SQL Server – Copy Huge Table with Transformations to Another Table

bulk-insertsql serversql-server-2016

I have a large table that was imported from a CSV using the import wizard. I have a query that selects from this table and replaces all of the string "code" columns with integer ids from other dimension tables and performs some transformations on some other columns. This all works well.

I need to insert the results of this query into a table in the database that has the required foreign key links and indices. This is also the table that the SQL objects (sprocs, functions, views) use to access the data.

My issue is that the insert takes forever (1.2 hrs) before it eventually dies by complaining about the size of the transaction log. I don't have access to log onto the server. I only have access through SSMS with db_owner rights on the database in question.

My questions are:

  1. How can I perform the insert without logging it in the transaction log? I know there is BULK INSERT and OPENROWSET(BULK ...) but these require a file.
  2. Would the insert go faster if I drop the indices? I think this would break the execution plan of the existing SQL objects that use the destination table. Is this advisable if there is a clustered index on the destination table?
  3. Is not logging the insert the correct way to go or should I use some other method?

Best Answer

If this is a one-time job, you might just use the BCP Utility to do this task.

It seems that your hanging point is doing a massive import that exceeds the resources of your disk space. The thing you need to do is to break the import into batches, which BCP supports, so as to avoid a transaction that cannot fit into your server.

When I have had to make a single massive data transfer, I have had good success using the BCP utility to extract the data to a file. This does, of course, require a file location to temporarily hold the extracted data.

Use The BCP Utility examples from MSDN as samples. (Scroll to see entire commands.)

Copy Data to File Storage:

 bcp WorlWideImporters.Warehouse.StockItemTransactions OUT D:\BCP\StockItemTransactions_native.bcp -m 1 -n -e D:\BCP\Error_out.log -o D:\BCP\Output_out.log -S ServerA -T

To import the data back into a database using BCP you should define a batch size, such as -b 5000 (commit transactions ever 5000 rows) so as to avoid filling up the transaction log.
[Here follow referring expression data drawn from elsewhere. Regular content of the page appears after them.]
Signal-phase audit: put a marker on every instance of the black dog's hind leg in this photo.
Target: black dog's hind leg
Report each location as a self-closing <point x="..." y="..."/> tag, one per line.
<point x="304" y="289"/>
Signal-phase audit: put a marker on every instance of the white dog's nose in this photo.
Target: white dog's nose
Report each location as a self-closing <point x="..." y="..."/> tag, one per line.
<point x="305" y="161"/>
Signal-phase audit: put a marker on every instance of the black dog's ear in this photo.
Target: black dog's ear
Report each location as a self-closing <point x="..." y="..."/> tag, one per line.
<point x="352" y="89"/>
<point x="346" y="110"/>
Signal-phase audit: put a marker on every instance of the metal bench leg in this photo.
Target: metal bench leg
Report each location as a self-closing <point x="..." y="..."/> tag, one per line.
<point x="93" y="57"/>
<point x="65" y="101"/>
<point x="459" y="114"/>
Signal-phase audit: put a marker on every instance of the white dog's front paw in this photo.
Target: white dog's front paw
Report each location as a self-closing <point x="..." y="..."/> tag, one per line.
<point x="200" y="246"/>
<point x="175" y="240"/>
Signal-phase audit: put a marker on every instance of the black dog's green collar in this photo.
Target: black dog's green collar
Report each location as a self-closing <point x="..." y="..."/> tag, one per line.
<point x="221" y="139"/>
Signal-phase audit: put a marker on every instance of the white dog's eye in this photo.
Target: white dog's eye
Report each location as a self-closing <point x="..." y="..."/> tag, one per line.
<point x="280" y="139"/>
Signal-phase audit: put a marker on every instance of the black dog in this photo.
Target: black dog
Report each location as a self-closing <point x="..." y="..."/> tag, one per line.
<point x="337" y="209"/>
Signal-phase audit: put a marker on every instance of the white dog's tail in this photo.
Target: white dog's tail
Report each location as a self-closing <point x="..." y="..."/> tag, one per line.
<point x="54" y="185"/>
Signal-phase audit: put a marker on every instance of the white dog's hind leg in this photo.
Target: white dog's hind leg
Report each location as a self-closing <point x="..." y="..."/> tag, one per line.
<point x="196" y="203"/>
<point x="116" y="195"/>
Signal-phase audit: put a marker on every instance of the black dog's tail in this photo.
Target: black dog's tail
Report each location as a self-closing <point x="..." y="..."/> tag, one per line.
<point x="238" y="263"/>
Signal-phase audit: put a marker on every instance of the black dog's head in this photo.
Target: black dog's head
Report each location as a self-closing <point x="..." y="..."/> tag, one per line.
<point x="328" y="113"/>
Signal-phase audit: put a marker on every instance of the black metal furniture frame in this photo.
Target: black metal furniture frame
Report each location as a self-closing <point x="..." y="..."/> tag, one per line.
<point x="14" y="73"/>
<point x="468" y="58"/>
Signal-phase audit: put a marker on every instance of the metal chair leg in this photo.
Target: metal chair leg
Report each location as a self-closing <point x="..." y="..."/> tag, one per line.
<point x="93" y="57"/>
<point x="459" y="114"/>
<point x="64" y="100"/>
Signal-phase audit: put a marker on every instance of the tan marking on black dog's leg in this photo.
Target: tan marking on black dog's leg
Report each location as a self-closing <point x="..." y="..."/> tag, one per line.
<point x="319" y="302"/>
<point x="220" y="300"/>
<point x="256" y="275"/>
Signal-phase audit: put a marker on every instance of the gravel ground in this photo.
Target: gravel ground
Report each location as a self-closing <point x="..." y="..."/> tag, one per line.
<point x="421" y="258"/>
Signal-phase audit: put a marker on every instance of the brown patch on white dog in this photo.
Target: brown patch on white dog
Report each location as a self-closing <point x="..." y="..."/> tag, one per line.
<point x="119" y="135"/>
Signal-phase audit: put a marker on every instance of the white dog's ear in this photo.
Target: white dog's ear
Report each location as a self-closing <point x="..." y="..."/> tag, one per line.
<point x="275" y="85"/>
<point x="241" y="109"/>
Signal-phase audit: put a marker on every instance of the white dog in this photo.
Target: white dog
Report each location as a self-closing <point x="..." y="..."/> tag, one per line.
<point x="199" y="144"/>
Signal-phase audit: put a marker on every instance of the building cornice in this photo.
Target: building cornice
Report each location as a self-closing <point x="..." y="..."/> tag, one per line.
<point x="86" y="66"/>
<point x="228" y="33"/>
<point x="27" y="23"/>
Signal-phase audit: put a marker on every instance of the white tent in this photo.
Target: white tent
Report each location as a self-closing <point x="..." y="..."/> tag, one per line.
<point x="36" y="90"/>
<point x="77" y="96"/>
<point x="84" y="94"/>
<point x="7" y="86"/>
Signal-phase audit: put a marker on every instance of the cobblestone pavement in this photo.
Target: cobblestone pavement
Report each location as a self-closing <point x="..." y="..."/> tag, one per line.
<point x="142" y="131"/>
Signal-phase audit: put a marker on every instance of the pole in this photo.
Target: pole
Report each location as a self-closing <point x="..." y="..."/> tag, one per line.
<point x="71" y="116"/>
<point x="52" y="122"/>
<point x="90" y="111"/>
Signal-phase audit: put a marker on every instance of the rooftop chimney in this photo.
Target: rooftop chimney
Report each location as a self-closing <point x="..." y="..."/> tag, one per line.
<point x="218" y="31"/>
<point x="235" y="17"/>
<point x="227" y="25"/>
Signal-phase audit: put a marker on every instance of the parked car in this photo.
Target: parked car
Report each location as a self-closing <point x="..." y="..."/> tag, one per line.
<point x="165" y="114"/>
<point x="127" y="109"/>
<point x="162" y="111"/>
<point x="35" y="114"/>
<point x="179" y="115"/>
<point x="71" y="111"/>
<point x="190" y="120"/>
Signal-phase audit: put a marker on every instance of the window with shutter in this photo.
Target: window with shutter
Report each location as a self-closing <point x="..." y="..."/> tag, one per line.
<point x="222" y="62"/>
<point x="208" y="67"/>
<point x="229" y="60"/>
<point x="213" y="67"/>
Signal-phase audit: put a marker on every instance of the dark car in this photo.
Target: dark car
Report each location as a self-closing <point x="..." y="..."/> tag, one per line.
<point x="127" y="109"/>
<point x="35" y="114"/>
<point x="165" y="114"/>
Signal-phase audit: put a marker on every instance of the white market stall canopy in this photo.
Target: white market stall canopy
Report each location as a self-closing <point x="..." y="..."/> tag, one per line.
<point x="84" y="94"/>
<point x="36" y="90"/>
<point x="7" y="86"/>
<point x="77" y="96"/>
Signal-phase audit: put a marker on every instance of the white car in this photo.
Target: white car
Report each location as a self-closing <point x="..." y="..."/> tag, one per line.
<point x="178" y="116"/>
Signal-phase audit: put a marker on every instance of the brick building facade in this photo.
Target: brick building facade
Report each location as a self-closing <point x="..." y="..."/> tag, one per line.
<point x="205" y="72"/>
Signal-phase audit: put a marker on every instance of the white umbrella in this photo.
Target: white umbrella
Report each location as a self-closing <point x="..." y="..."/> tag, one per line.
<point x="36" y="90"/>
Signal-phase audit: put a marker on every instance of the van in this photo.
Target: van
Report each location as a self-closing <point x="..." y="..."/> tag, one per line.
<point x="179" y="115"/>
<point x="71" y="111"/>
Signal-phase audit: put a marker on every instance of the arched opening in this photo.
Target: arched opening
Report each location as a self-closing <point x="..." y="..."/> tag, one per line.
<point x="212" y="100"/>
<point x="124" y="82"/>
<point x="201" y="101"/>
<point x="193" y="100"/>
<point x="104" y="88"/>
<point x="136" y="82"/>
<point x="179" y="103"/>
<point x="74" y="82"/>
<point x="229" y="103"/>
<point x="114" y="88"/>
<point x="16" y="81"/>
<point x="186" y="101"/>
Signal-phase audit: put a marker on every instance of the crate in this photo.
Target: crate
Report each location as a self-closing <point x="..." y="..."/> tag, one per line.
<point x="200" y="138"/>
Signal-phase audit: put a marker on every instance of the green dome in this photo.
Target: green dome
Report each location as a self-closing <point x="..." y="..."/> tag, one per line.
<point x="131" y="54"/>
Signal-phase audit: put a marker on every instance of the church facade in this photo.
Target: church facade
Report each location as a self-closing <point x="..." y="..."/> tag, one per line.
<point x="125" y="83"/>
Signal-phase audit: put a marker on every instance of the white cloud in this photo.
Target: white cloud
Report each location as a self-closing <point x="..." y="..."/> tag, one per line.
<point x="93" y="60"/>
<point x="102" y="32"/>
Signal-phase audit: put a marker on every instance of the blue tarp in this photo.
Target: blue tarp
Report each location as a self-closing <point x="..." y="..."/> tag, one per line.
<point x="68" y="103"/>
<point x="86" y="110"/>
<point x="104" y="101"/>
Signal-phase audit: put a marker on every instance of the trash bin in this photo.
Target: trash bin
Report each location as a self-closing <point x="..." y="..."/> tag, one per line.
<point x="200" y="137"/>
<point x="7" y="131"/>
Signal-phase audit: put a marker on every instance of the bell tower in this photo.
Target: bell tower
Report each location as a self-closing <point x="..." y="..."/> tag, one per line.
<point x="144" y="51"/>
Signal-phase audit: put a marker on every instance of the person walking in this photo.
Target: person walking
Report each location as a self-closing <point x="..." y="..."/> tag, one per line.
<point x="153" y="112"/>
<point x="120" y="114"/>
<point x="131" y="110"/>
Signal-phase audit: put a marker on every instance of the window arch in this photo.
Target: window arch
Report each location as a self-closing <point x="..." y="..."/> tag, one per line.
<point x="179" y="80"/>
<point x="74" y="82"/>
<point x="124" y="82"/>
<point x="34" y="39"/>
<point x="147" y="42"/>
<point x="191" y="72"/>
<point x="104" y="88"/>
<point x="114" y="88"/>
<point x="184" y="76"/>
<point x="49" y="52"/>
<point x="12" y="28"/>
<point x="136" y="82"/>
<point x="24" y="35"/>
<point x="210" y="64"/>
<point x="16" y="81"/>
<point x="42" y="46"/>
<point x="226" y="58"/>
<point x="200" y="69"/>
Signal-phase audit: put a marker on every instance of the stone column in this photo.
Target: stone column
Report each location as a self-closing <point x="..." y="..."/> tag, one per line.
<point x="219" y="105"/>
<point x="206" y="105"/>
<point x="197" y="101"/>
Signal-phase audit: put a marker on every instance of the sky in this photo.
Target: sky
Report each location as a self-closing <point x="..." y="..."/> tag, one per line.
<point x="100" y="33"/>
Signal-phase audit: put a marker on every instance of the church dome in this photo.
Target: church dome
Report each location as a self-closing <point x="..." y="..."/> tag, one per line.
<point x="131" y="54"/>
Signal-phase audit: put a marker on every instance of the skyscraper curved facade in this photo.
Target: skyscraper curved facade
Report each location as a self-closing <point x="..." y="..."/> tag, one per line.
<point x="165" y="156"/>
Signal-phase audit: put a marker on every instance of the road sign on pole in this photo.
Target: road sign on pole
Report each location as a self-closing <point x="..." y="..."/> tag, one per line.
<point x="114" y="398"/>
You may also need to schedule the log backups more frequently during the massive import that you describe. Or you can switch to SIMPLE mode during the insert to the database.

Copy from File Storage to Database

bcp WorlWideImporters.Warehouse.StockItemTransactions_bcp IN D:\BCP\StockItemTransactions_native.bcp -b 5000 -h "TABLOCK" -m 1 -n -e D:\BCP\Error_in.log -o D:\BCP\Output_in.log -S ServerA -T

These are reliable tools, but not the fanciest. For importing data using BULK INSERT which is, in my experience, runs faster that BCP and it also has a parameter for controlling batch size.

You should reference The BCP Utility and BULK INSERT if your needs are more complex than the simple examples I have used.

However, please notice this post with several answers: Freeing Unused Space SQL Server Table

Note that Kin included the options mentioned is BCP and BULK INSERT, but there are other good options is the posts noted above.